Joe extracted a cigarette. He offered one to Isabella, who declined with a rapid shake of the head. She was grinding her teeth, the bones at the back of her jaw bulging like pearls. Had he been wrong to tell her? Had an impulse of cruel power, the wrath of his damaged subconscious, forced him to shatter what little happiness Isabella still possessed? Joe felt the sudden heat of guilt, as if he had deliberately exacted his revenge on a woman simply because she had failed to love him.

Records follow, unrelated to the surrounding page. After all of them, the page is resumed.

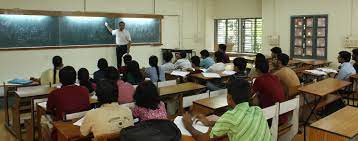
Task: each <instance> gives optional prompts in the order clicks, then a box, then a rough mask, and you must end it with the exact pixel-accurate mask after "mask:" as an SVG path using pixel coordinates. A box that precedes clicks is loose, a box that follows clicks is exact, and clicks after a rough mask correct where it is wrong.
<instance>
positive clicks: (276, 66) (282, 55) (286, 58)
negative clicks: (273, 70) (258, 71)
mask: <svg viewBox="0 0 358 141" xmlns="http://www.w3.org/2000/svg"><path fill="white" fill-rule="evenodd" d="M288 61H290V57H289V56H288V55H287V54H284V53H280V54H277V57H276V59H274V61H273V62H272V64H273V66H274V67H275V68H281V67H284V66H287V64H288Z"/></svg>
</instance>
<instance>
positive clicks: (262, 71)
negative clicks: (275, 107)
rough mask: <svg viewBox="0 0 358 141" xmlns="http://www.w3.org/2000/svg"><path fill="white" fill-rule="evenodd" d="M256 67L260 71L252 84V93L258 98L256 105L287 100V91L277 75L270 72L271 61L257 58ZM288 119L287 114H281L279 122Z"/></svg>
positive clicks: (264, 105) (279, 101)
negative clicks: (285, 95) (256, 77)
mask: <svg viewBox="0 0 358 141" xmlns="http://www.w3.org/2000/svg"><path fill="white" fill-rule="evenodd" d="M255 68H256V70H257V72H258V77H257V78H256V79H255V82H254V84H253V85H252V89H251V90H252V94H254V98H255V100H256V103H255V104H256V105H259V106H260V107H261V108H266V107H270V106H272V105H275V103H276V102H284V101H286V98H285V92H284V90H283V87H282V85H281V83H280V80H279V79H278V77H277V76H275V75H273V74H271V73H270V72H269V63H268V61H267V60H266V59H264V60H255ZM287 121H288V118H287V115H286V114H284V115H281V116H280V118H279V124H284V123H286V122H287Z"/></svg>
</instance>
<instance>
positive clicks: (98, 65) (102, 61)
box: [97, 58, 108, 70]
mask: <svg viewBox="0 0 358 141" xmlns="http://www.w3.org/2000/svg"><path fill="white" fill-rule="evenodd" d="M97 67H98V68H99V70H105V69H106V68H107V67H108V62H107V60H106V59H104V58H101V59H99V60H98V62H97Z"/></svg>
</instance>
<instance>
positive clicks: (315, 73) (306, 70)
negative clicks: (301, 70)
mask: <svg viewBox="0 0 358 141" xmlns="http://www.w3.org/2000/svg"><path fill="white" fill-rule="evenodd" d="M305 71H307V72H309V73H312V74H313V75H327V73H325V72H323V71H319V70H305Z"/></svg>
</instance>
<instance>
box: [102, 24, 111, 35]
mask: <svg viewBox="0 0 358 141" xmlns="http://www.w3.org/2000/svg"><path fill="white" fill-rule="evenodd" d="M104 26H106V28H107V30H108V31H109V32H111V33H112V31H113V29H112V28H111V27H109V25H108V23H107V22H105V23H104ZM112 34H113V33H112Z"/></svg>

“Shahpour is one of the good guys,” he said, a statement which appeared to make no impact upon her at all. Isabella was trying to be brave, trying to maintain her dignity in the face of his revelations, but she was pale and drawn with worry. He longed to hold her. “There are two reasons why I came here today,” he said. “I wanted to see you because I needed to know that you were all right. I knew about Miles and I knew about Linda. I had some strange idea in my head that I could help you.” Isabella was absolutely still and made no reaction. Joe could not tell if she wanted him to stay and to keep talking, or to leave and never to see her again. It occurred to him that she had no idea of the depth of his love for her, no idea of the extent to which she had haunted his dreams for eight long years. “The second reason is that I think you can help to stop what’s going on. Shahpour has told me that Miles sometimes takes you when he meets the leader of the cell.”